Leer en público no es un deporte muerto. Creo que las reacciones dominantes son: o qué mamador o qué interesante. Pero estas son opiniones emitidas por quienes precisamente no suelen leer durante el autobús. Claro que la pose y la apariencia existen y nadie se encuentra a salvo de ellas, pero la pose y la apariencia no se encuentran como causas detrás de cada acción humana. Hay gente que lee porque quiere leer. Y porque quiere leer es que lee en el autobús. Me he encontrado casi siempre ojos de mujeres escondidos en novelas, novelas de autoras surecoreanas y veces japonesas. Jamás me he topado con ninguna mujer leyendo algo Chino. En los hombres abundan más de dos tipos: autoayuda y datos duros, o estoicismo y ensayo científico. Jamás he entablado conversación con ninguna de las personas que he mirado leyendo en el transporte público. Jamás he usado un libro para ligar con nadie. Son leyendas urbanas que se mueren en cuanto ponen un pie en la ciudad. Si uno leyera libros en el transporte público con el propósito de amigarse de alguien o de plano coquetear, entonces nadie leería nada, o el club portátil de literatura dejaría de ser un secreto. Entonces, por amor a la costumbre y a los ritmos, nadie pronuncia las palabras mágicas: "¿de qué trata?" "¿te está gustando?" "¿quién lo escribió?". Nadie rompe el hechizo pronunciando estas palabras. El club de literatura secreta permanecerá, hecho bolita, adentro de las sombras de los rascacielos.

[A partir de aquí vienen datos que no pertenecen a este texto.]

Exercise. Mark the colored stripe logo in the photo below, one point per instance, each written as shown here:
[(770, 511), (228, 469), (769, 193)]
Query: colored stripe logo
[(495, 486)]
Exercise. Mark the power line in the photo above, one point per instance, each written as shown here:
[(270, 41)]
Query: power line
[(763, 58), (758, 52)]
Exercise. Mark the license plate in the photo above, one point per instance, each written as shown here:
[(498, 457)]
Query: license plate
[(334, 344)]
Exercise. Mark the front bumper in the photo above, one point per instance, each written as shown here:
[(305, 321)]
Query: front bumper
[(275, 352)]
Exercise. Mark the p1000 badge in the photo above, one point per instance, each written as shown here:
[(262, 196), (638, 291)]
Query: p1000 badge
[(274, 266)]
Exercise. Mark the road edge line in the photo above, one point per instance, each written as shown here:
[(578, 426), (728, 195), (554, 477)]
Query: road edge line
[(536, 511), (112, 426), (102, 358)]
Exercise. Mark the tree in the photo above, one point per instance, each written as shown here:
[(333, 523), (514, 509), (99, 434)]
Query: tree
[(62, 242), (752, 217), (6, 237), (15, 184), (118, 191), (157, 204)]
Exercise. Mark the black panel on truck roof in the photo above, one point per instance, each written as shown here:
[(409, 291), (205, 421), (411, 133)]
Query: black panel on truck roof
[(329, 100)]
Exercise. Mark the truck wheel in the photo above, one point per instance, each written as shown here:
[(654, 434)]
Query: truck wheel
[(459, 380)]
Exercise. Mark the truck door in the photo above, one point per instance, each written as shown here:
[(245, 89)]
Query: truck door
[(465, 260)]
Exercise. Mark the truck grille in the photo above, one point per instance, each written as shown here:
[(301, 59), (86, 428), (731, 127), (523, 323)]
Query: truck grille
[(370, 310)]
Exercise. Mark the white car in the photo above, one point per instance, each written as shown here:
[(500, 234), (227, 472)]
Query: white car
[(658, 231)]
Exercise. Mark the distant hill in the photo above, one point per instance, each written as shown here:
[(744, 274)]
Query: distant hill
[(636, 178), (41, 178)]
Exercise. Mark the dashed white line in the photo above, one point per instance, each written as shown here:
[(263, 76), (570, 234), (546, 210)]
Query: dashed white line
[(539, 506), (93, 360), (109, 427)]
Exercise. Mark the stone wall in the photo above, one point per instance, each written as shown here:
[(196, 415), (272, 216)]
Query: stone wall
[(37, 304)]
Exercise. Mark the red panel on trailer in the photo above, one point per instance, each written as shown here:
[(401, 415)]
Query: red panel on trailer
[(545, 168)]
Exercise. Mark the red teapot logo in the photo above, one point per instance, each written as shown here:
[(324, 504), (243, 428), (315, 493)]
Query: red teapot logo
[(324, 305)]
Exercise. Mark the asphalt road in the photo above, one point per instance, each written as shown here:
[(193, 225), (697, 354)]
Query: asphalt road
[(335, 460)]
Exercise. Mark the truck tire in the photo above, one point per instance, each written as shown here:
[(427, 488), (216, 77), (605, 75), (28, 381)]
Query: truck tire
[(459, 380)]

Defiendo la lectura en el transporte público. Taxi, calafia, autobús o metro (no hay metro en Tijuana porque Dios nos dio su odio, pero, por si vives en un lugar en donde sí haya metro...). La defiendo, sobre todo, desde una incómoda postura política. Este mundo, como el de Farenheit 451, no desea que leas, que seas una persona letrada, que sepas cosas. O más bien, este mundo quiere que sólo sepas CIERTAS cosas. Tampoco vengo aquí a hacerme el romático y decir que la poesía nos salvará ni esas mamadas. A decir verdad, han sido pocas las veces, a nivel histórico, en que la literatura ha tomado la palabra para hablar y que lo dice cambie algo en alguna parte. La literatura es más una reacción ante el mundo que una acción sobre él. No cambiarás tu vida leyendo sonetos, no saldrás del hoyo enorme que es tu vida recitando a Pizarnik. Esto se debe a que, de hecho, nadie escribe ni para salir, ni para entrar en el hoyo. Escribir es escribir. Leer es leer. Y hay que leer. ¿Por qué? Pues eso lo sabrá ya cada quién. No creo que exista respuesta inválida para por qué leer, pero sí cro que no existe una respuesta correcta. En el sentido de que no hay una sola razón para ponerse a restregar los ojos contra letras en papel o en pixel. Por ejemplo, mi motivo para leer día y noche es que, sencillamente, lo necesito. Si no leo, con el perdón de Nietzsche, mi alma se arruga y languidece sin hacer un ruido, sin gritar siquiera, como un depredador cuya presa se ha extinguido y de repente siente el abandono, una enorme tristeza y un enorme amor por aquello que antes sólamente destrozaba con sus dientes. Como se ve, no estoy lo que se dice bien de la cabeza, y quizá mi motivo para leer no sea el más bello de todos; pero eso no importa, porque leo, a fin de cuentas.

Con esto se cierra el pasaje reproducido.